NEW YORK (AP) -- Jefferies analyst said Wednesday that he expects sales at retailers to pick up in the second half of this year, making now the time to buy shares of their stock.
Investors have cooled on retail companies after several, including Macy's Inc. and Kohl's Corp., had a tough second quarter and cut their outlooks for the year.
"We continue to like the group and believe sales trends should reaccelerate, led by an improving consumer backdrop, pent-up demand and cooler fall weather," Randal Konik wrote in a note to investors.
The analyst said Deckers Outdoor Corp., which makes Uggs boots and other shoes, along with Gap Inc., remain his top picks. But he added that the stock prices of teen retailers Abercrombie & Fitch Co. and Aeropostale Inc. also make their shares attractive.

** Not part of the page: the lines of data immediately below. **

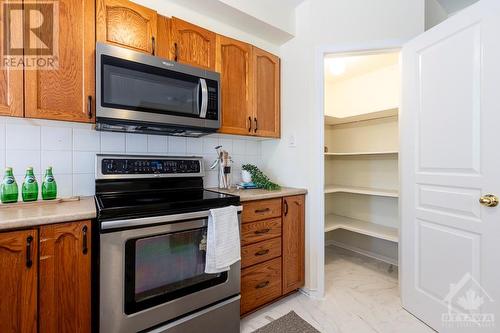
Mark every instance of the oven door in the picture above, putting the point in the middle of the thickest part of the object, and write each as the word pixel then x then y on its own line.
pixel 154 274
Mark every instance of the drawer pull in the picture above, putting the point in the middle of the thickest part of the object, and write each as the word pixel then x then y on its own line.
pixel 262 252
pixel 262 285
pixel 263 231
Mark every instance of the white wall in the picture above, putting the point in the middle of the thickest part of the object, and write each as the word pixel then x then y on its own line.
pixel 381 89
pixel 320 23
pixel 70 148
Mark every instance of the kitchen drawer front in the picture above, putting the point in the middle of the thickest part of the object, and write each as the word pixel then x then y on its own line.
pixel 260 252
pixel 261 210
pixel 259 231
pixel 260 284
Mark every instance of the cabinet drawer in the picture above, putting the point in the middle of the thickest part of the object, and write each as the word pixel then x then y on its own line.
pixel 260 284
pixel 260 252
pixel 261 210
pixel 259 231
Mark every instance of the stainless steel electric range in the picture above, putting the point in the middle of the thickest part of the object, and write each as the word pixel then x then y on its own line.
pixel 152 224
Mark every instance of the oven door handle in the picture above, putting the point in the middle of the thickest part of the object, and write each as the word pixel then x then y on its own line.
pixel 117 224
pixel 204 98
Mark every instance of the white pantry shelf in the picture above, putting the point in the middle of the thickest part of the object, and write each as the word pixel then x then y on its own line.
pixel 364 153
pixel 361 117
pixel 334 222
pixel 361 190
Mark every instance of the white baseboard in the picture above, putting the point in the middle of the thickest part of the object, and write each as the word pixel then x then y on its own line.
pixel 356 249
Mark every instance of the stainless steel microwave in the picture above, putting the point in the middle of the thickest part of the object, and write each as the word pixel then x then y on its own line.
pixel 136 92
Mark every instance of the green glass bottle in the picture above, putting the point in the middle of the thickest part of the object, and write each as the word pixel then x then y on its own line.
pixel 30 186
pixel 8 190
pixel 49 186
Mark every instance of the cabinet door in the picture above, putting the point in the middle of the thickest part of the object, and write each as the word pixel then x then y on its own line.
pixel 11 81
pixel 293 242
pixel 267 94
pixel 67 92
pixel 126 24
pixel 234 62
pixel 65 277
pixel 193 45
pixel 18 280
pixel 164 38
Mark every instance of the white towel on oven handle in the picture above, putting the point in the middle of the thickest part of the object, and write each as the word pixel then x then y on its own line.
pixel 223 240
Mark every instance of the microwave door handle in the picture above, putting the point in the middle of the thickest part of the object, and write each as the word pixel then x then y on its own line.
pixel 204 98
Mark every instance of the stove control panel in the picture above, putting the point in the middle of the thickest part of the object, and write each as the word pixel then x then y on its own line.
pixel 111 166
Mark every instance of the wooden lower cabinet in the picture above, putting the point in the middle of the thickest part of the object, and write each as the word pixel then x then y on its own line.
pixel 293 242
pixel 46 279
pixel 18 280
pixel 65 277
pixel 272 253
pixel 260 284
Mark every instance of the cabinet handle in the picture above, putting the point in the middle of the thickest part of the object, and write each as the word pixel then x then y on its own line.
pixel 29 262
pixel 261 232
pixel 84 245
pixel 262 285
pixel 89 107
pixel 261 252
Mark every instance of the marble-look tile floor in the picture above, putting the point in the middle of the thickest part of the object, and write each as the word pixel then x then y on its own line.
pixel 361 296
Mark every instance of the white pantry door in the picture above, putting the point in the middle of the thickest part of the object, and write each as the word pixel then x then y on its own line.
pixel 450 157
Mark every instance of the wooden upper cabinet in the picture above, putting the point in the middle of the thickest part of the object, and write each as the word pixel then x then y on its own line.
pixel 267 94
pixel 65 277
pixel 234 63
pixel 164 38
pixel 11 82
pixel 126 24
pixel 192 44
pixel 293 234
pixel 18 280
pixel 67 91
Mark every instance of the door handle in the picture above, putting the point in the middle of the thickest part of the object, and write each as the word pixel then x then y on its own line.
pixel 204 98
pixel 489 200
pixel 89 107
pixel 29 261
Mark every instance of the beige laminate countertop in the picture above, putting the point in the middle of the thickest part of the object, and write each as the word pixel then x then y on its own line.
pixel 259 194
pixel 25 216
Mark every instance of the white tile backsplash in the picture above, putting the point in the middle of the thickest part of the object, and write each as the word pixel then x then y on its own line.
pixel 86 140
pixel 60 161
pixel 136 143
pixel 70 148
pixel 26 137
pixel 157 144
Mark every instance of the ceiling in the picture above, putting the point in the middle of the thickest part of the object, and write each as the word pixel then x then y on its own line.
pixel 452 6
pixel 347 67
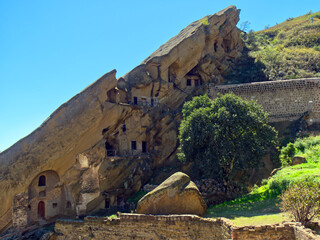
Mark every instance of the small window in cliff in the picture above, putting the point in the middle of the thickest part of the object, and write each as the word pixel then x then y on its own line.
pixel 109 150
pixel 106 203
pixel 133 145
pixel 42 180
pixel 144 147
pixel 120 201
pixel 42 194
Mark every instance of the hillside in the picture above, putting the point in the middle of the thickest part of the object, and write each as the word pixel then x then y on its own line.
pixel 285 51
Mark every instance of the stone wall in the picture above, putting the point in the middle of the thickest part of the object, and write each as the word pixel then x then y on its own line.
pixel 136 226
pixel 286 231
pixel 283 99
pixel 139 226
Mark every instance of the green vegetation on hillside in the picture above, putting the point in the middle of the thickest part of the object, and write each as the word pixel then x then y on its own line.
pixel 224 135
pixel 262 203
pixel 288 50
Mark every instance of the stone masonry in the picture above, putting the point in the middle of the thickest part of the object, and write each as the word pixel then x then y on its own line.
pixel 283 100
pixel 184 227
pixel 138 226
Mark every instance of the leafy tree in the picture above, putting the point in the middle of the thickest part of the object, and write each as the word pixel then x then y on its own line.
pixel 302 200
pixel 224 134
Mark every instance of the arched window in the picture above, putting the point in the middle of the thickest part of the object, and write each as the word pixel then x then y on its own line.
pixel 41 210
pixel 42 194
pixel 42 180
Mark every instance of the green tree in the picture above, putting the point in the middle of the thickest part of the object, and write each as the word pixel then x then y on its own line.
pixel 224 134
pixel 302 200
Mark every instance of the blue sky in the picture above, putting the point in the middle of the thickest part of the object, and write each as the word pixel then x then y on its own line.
pixel 51 50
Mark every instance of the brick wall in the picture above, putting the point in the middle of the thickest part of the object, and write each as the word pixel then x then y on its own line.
pixel 283 99
pixel 136 226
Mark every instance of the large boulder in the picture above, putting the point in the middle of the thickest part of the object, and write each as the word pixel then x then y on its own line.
pixel 176 195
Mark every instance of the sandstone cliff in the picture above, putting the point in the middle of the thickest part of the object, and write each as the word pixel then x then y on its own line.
pixel 102 145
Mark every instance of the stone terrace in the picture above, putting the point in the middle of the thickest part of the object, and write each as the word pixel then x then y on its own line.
pixel 184 227
pixel 282 99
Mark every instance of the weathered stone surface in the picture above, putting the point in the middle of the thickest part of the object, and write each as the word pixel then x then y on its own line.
pixel 106 142
pixel 148 227
pixel 298 160
pixel 176 195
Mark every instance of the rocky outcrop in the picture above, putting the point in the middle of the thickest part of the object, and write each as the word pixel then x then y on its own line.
pixel 102 145
pixel 176 195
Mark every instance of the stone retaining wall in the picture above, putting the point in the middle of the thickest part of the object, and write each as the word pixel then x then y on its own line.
pixel 283 99
pixel 184 227
pixel 286 231
pixel 137 226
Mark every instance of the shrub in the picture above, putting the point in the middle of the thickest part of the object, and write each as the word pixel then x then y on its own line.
pixel 302 200
pixel 224 135
pixel 287 153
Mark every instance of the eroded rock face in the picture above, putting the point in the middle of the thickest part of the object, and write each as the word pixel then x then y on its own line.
pixel 105 143
pixel 176 195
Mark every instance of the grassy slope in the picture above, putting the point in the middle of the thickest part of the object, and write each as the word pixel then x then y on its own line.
pixel 288 50
pixel 261 205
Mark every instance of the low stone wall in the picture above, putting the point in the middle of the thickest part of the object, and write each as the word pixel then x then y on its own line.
pixel 286 231
pixel 283 100
pixel 138 226
pixel 184 227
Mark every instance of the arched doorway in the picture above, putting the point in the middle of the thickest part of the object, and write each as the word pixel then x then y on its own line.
pixel 41 210
pixel 42 180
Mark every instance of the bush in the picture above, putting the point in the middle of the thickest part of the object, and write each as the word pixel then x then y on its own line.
pixel 224 135
pixel 302 200
pixel 287 153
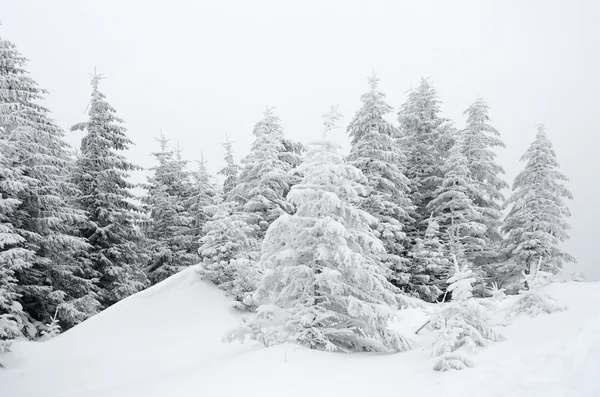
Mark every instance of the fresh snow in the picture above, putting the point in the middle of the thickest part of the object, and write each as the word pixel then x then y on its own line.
pixel 166 341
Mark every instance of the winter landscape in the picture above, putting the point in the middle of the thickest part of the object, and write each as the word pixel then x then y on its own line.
pixel 390 252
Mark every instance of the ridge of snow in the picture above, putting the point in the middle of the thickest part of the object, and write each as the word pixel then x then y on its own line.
pixel 167 341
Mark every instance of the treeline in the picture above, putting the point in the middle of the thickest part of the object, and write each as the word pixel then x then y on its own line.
pixel 305 230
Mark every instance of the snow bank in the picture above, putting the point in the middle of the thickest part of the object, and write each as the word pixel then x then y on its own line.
pixel 166 341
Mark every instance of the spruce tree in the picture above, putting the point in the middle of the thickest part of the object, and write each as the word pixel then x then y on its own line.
pixel 231 170
pixel 536 224
pixel 229 249
pixel 102 176
pixel 460 219
pixel 426 141
pixel 14 256
pixel 265 180
pixel 430 267
pixel 480 139
pixel 53 275
pixel 323 286
pixel 375 151
pixel 203 194
pixel 173 244
pixel 461 325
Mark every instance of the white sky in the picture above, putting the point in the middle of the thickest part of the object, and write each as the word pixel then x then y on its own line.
pixel 198 69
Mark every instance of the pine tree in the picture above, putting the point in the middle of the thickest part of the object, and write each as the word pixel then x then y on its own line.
pixel 101 175
pixel 426 143
pixel 170 229
pixel 231 169
pixel 430 266
pixel 14 256
pixel 323 286
pixel 203 194
pixel 532 301
pixel 264 180
pixel 462 325
pixel 375 151
pixel 455 211
pixel 47 259
pixel 480 139
pixel 229 250
pixel 536 224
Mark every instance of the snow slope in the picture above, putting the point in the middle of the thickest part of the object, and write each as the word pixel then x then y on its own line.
pixel 166 341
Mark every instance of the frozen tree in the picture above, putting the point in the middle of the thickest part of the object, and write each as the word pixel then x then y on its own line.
pixel 231 170
pixel 461 325
pixel 172 244
pixel 102 176
pixel 430 266
pixel 375 151
pixel 426 141
pixel 14 255
pixel 536 223
pixel 479 140
pixel 532 301
pixel 52 328
pixel 202 195
pixel 229 250
pixel 265 180
pixel 41 249
pixel 323 286
pixel 460 219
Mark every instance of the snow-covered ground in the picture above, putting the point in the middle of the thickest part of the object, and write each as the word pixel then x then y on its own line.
pixel 166 341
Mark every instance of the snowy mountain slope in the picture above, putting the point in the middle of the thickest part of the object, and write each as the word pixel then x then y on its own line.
pixel 166 341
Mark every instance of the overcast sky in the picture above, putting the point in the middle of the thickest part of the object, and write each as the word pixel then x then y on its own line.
pixel 199 69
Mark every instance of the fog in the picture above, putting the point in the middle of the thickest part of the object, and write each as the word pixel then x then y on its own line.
pixel 200 69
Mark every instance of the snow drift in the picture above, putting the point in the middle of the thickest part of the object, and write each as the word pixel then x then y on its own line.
pixel 166 341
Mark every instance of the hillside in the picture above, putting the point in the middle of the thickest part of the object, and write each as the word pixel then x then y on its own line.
pixel 166 341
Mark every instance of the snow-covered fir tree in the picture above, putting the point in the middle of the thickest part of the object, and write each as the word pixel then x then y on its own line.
pixel 479 140
pixel 323 285
pixel 173 244
pixel 532 301
pixel 426 141
pixel 13 254
pixel 231 170
pixel 460 219
pixel 461 325
pixel 102 176
pixel 536 224
pixel 375 151
pixel 47 258
pixel 257 199
pixel 229 250
pixel 52 328
pixel 430 265
pixel 203 194
pixel 265 180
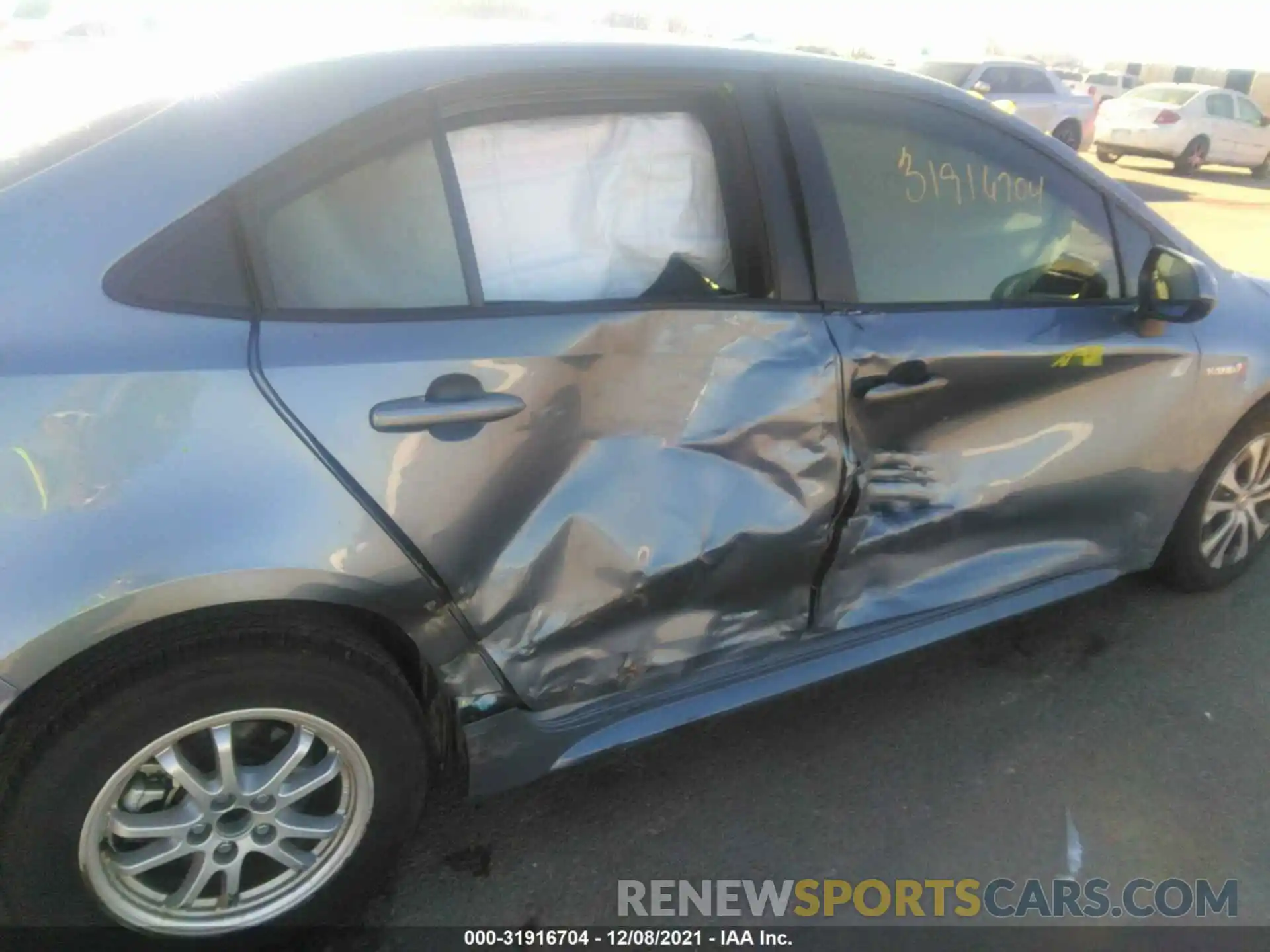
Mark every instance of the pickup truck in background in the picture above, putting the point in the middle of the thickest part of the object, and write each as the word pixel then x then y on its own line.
pixel 1037 95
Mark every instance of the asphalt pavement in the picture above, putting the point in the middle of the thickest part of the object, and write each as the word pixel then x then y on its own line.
pixel 1141 714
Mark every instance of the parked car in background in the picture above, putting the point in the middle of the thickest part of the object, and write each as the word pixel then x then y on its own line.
pixel 465 413
pixel 1104 85
pixel 1188 124
pixel 1038 95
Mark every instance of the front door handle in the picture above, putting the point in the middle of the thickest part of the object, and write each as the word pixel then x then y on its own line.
pixel 414 414
pixel 892 391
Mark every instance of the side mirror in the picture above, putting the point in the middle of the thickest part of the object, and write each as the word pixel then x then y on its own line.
pixel 1175 287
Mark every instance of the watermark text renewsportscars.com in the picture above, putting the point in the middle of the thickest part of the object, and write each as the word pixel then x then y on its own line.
pixel 966 898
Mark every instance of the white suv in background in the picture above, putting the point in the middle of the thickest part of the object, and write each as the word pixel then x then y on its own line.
pixel 1038 95
pixel 1188 124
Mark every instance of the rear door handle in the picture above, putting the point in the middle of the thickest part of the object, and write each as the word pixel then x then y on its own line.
pixel 414 414
pixel 893 391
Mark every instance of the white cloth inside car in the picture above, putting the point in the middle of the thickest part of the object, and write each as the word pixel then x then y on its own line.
pixel 589 207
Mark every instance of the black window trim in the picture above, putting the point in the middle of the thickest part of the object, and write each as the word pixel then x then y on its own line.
pixel 831 252
pixel 519 95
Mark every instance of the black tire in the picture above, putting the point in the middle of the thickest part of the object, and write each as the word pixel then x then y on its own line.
pixel 1181 564
pixel 1193 158
pixel 83 724
pixel 1070 134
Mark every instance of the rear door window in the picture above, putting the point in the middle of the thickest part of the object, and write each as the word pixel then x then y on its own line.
pixel 579 207
pixel 1249 112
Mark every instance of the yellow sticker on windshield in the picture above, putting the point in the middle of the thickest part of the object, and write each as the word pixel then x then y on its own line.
pixel 1089 356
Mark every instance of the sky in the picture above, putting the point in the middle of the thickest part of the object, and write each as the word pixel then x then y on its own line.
pixel 1232 33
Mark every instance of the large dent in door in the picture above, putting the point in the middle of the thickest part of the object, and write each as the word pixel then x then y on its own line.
pixel 672 534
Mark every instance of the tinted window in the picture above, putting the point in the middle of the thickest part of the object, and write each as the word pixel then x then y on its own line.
pixel 1162 93
pixel 1249 112
pixel 940 207
pixel 952 73
pixel 378 237
pixel 1221 106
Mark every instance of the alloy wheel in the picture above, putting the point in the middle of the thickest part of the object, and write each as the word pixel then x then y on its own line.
pixel 1238 513
pixel 226 823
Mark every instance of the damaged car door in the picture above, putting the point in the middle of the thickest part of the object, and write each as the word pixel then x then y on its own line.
pixel 538 324
pixel 1013 424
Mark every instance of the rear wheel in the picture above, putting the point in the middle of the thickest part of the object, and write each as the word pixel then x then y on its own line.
pixel 1193 158
pixel 1226 522
pixel 229 778
pixel 1068 132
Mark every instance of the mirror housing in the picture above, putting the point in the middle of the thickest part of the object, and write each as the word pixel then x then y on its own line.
pixel 1175 287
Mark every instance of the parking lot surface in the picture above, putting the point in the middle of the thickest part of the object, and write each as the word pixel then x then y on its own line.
pixel 1141 713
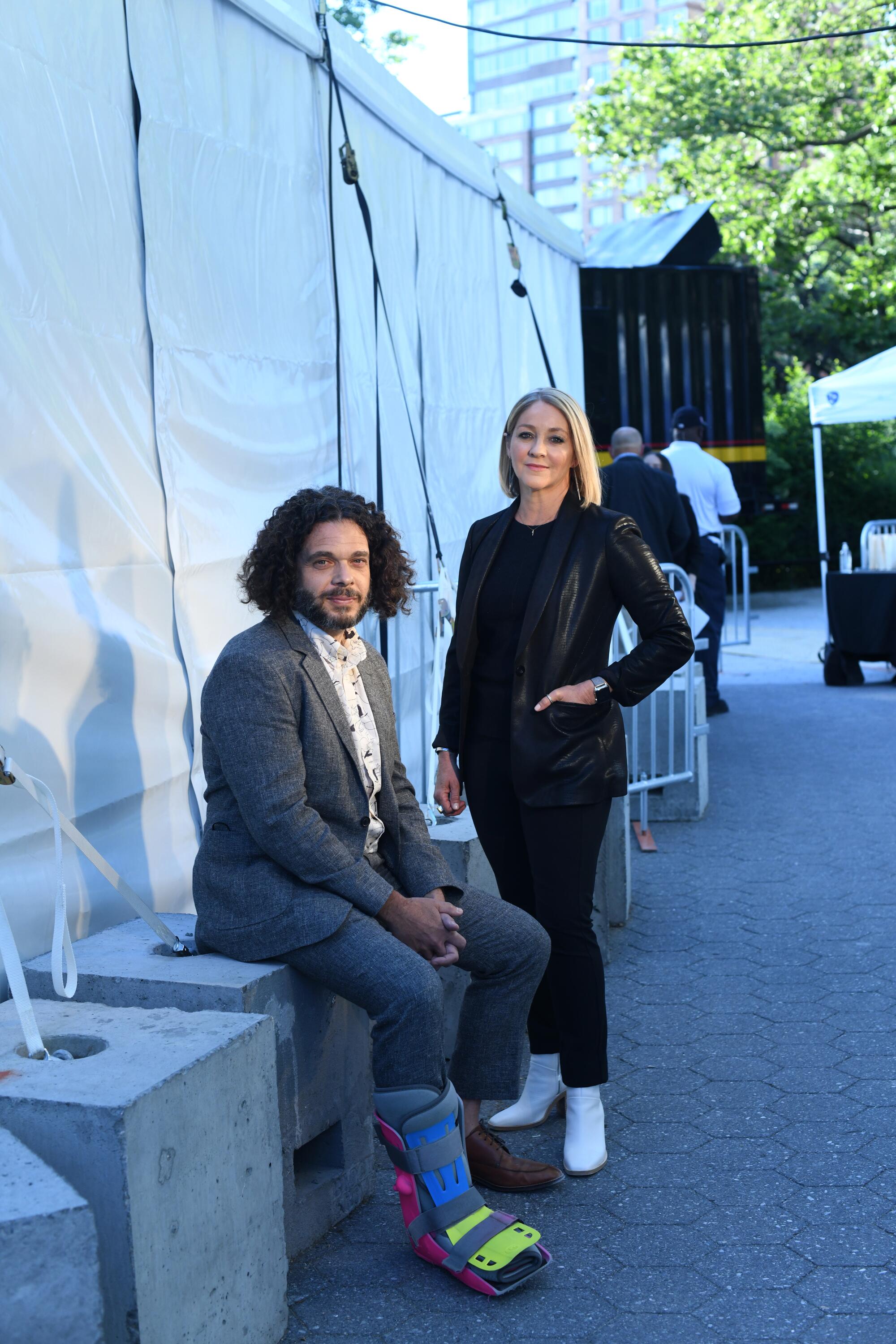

Abercrombie stock is off 10.5 percent in the past three months, while Aeropostale has dropped 27 percent. Aeopostale earlier this month warned that it had needed to discount heavily to attract buyers as it revamps its merchandise lineup.
Meanwhile, the analyst said he doesn't expect shares of some companies, including Ross Stores Inc., to move much one way or another after they report their quarterly results. He said investors have already bid up stocks of discounters such as Ross and T.J. Maxx parent TJX Cos. because of their solid sales trends.